This article was published on The Daily New Age

The government is considering ‘positively’ a new proposal of the UK-based Asia Energy which offered the government only 10 per cent stake in the Phulbari coal field for operating an open-pit mine, said sources in the government.

Besides, the government has also engaged the UNDP and German GTZ, which has supported open-pit mining in Bangladesh, for conducting a feasibility study for an open pit coal mine on the north flank of Barapukuria coal field, they said.

Asia Energy, which had submitted a controversial proposal for an open-pit coal mine at Phulbari in 2005, recently submitted another proposal to the energy and mineral resources division offering the government a 10 per cent share of the coal field without any government ‘investment’.

Besides, the company also proposed to install a 5,000MW power plant at Phulbari using the coal of the open-pit mine, said sources.

The company, which was formed centring on Phulbari coal field and has no previous experience in coal mining, claimed that it would provide the ‘best price’ for the land to be used for the proposed open-pit mine, they said.

‘The government policymakers have discussed the new proposal. There is every indication that the government is actively and positively considering the proposal of Asia Energy. The energy division will send a summary on Asia Energy’s new proposal to the prime minister, Sheikh Hasina, shortly for a decision,’ said a source in the government adding that the company had recently started hectic lobbying for the proposed open-pit mine.

The company’s earlier proposal for the open-pit mine was shelved after violent protests by the people of Phulbari as they feared the planned open-pit mine would displace more than 40,000 people.

The company in its initial study said that it would extract around 15 million tonnes of coal from the field that has a reserve of 572 million tonnes of coal.
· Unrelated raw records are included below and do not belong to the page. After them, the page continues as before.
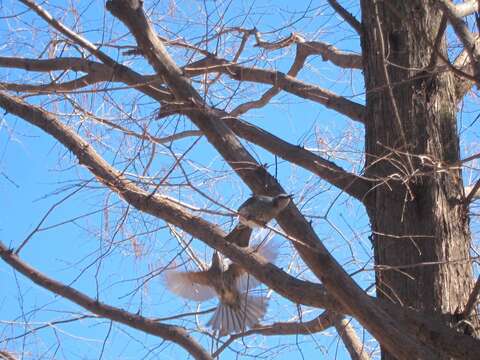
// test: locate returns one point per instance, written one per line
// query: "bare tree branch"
(302, 292)
(465, 36)
(172, 333)
(466, 8)
(282, 81)
(321, 262)
(349, 18)
(354, 345)
(320, 323)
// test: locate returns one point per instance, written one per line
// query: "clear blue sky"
(94, 249)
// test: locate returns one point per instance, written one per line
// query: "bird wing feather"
(189, 285)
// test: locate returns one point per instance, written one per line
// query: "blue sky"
(90, 243)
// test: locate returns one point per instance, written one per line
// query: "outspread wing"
(189, 285)
(246, 282)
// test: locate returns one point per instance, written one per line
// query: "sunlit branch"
(172, 333)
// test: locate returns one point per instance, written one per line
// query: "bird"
(256, 212)
(238, 309)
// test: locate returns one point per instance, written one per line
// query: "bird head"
(281, 201)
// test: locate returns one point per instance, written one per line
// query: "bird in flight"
(256, 212)
(238, 308)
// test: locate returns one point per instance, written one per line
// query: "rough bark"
(420, 229)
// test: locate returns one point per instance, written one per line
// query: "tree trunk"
(421, 234)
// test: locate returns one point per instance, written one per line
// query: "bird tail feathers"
(228, 319)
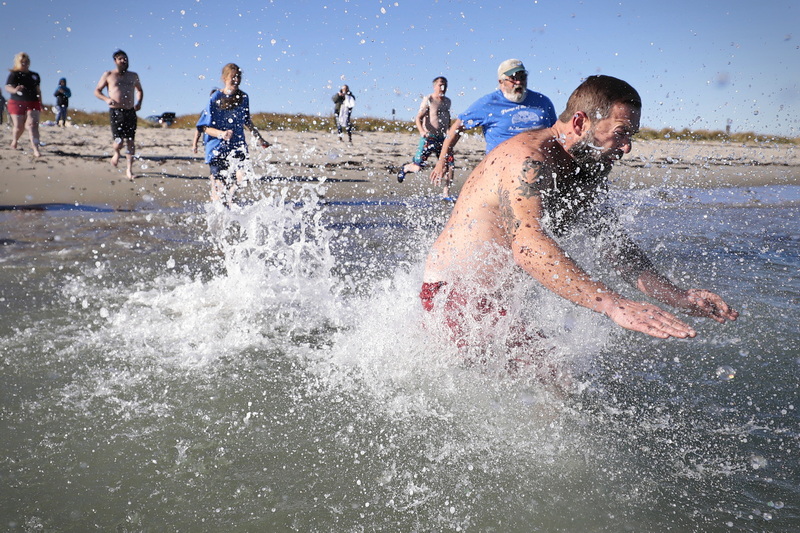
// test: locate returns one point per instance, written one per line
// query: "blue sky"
(697, 64)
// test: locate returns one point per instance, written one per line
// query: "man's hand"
(705, 303)
(648, 318)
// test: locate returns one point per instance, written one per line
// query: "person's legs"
(18, 127)
(426, 146)
(129, 157)
(32, 125)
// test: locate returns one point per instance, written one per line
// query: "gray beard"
(516, 97)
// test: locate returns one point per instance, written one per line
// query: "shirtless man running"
(124, 99)
(541, 183)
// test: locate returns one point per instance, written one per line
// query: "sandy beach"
(75, 169)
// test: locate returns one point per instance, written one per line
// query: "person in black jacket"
(25, 104)
(62, 95)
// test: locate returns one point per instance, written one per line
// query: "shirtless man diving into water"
(541, 183)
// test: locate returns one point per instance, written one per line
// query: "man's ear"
(580, 123)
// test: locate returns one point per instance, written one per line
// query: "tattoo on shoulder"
(530, 182)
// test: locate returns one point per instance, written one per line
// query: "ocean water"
(266, 368)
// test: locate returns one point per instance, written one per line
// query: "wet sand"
(75, 166)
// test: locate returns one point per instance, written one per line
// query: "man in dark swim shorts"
(123, 123)
(124, 99)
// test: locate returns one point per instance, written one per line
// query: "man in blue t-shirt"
(511, 109)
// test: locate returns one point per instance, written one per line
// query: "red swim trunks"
(460, 310)
(474, 321)
(21, 107)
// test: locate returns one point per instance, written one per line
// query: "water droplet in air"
(757, 461)
(725, 373)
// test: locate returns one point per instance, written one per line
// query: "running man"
(543, 183)
(433, 120)
(124, 99)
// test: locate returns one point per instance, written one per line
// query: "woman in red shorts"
(25, 103)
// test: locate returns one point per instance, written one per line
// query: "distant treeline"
(279, 122)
It said the government would get only 6 per cent royalty for the coal as per the agreement while it would also export coal.

It had also proposed that the company would install a power plant at the mine-mouth.
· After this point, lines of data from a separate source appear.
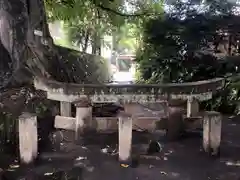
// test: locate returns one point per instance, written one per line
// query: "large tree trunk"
(26, 47)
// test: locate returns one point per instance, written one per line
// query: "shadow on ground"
(181, 160)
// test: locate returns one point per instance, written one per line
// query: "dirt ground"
(182, 160)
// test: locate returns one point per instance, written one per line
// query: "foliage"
(191, 44)
(83, 19)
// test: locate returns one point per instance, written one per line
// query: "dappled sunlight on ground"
(181, 160)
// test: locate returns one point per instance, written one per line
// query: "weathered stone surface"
(141, 93)
(28, 137)
(212, 126)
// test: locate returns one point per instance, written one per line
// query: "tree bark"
(26, 47)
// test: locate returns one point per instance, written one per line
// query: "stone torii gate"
(82, 95)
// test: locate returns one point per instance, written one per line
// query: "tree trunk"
(26, 46)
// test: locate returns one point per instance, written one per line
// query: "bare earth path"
(182, 160)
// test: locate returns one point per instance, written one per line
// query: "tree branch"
(118, 12)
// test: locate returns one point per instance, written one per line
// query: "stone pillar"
(83, 117)
(212, 125)
(28, 137)
(192, 107)
(65, 109)
(125, 139)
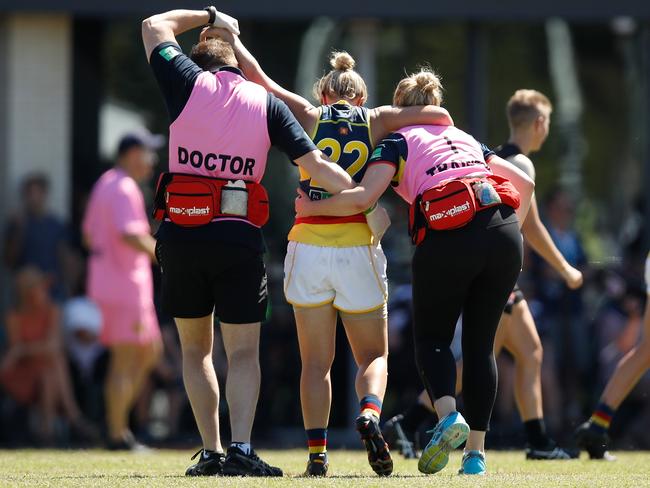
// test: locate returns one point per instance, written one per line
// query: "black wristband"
(213, 14)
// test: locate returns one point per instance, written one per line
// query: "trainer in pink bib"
(437, 153)
(222, 131)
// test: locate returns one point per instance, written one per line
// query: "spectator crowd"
(53, 365)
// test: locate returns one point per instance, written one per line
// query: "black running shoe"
(378, 453)
(240, 464)
(398, 439)
(595, 443)
(210, 463)
(317, 465)
(551, 452)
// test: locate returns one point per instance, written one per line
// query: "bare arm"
(387, 119)
(522, 182)
(166, 26)
(333, 178)
(304, 111)
(537, 236)
(352, 201)
(141, 242)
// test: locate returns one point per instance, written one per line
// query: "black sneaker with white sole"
(593, 441)
(238, 463)
(378, 453)
(398, 438)
(210, 463)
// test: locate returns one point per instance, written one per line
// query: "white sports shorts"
(352, 279)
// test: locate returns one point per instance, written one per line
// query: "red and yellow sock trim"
(370, 404)
(317, 446)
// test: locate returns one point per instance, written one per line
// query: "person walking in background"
(592, 435)
(210, 244)
(36, 237)
(117, 233)
(34, 369)
(529, 113)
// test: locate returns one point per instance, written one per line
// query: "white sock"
(244, 447)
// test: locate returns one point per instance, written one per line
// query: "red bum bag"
(454, 203)
(192, 201)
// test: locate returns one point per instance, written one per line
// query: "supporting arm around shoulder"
(522, 182)
(352, 201)
(387, 118)
(166, 26)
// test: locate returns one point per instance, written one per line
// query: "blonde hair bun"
(342, 61)
(421, 88)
Energy experts and rights activists have warned that such an
open-pit mine in the densely populated area and fertile land would badly impact the environment.

Besides, an expert committee formed by the government and headed by BUET professor Nurul Islam, termed ‘illegal’ Asia Energy’s agreement with the government for the coal field and viewed that operating an open-pit mine at Phulbari would not be viable.

Three people were killed and several others were injured when law enforcers opened fire on thousands of people protesting at Asia
Energy’s planned open- pit mine at Phulbari in August 2006. The
company was forced to leave Phulbari but has been lobbying successive governments to take over the coal field.

Sources in the government said Asia Energy became active as soon as the government of Awami League-led alliance took office.

The government, meanwhile, engaged the UNDP and GTZ for conducting a feasibility study to operate an open-pit mine in Barapukuria coal field, adjacent to Phulbari coal field.

‘A three-party study engaging the government, UNDP and GTZ will be launched soon to study whether it would be possible to operate an open-pit mine in Barapukuria coal field,’ said a source.

He said that on the basis of the study report, the government will finalise the coal policy.

When asked whether the study would be neutral as the GTZ had
already supported open-pit mining, a high official of the ministry said that it would be impartial as representatives of the government and UNDP would be there.

A number of ministers of the present government have already
visited some open-pit mines in Germany. GTZ arranged the visits.

Besides, the GTZ sponsored a number of seminars that recommended open-pit mining in Bangladesh.

Prime minister’s adviser Tawfiq-e-Elahi Chowdhury and state
minister for power and energy Enamul Haque were not available for comments as they were in New York to attend a programme.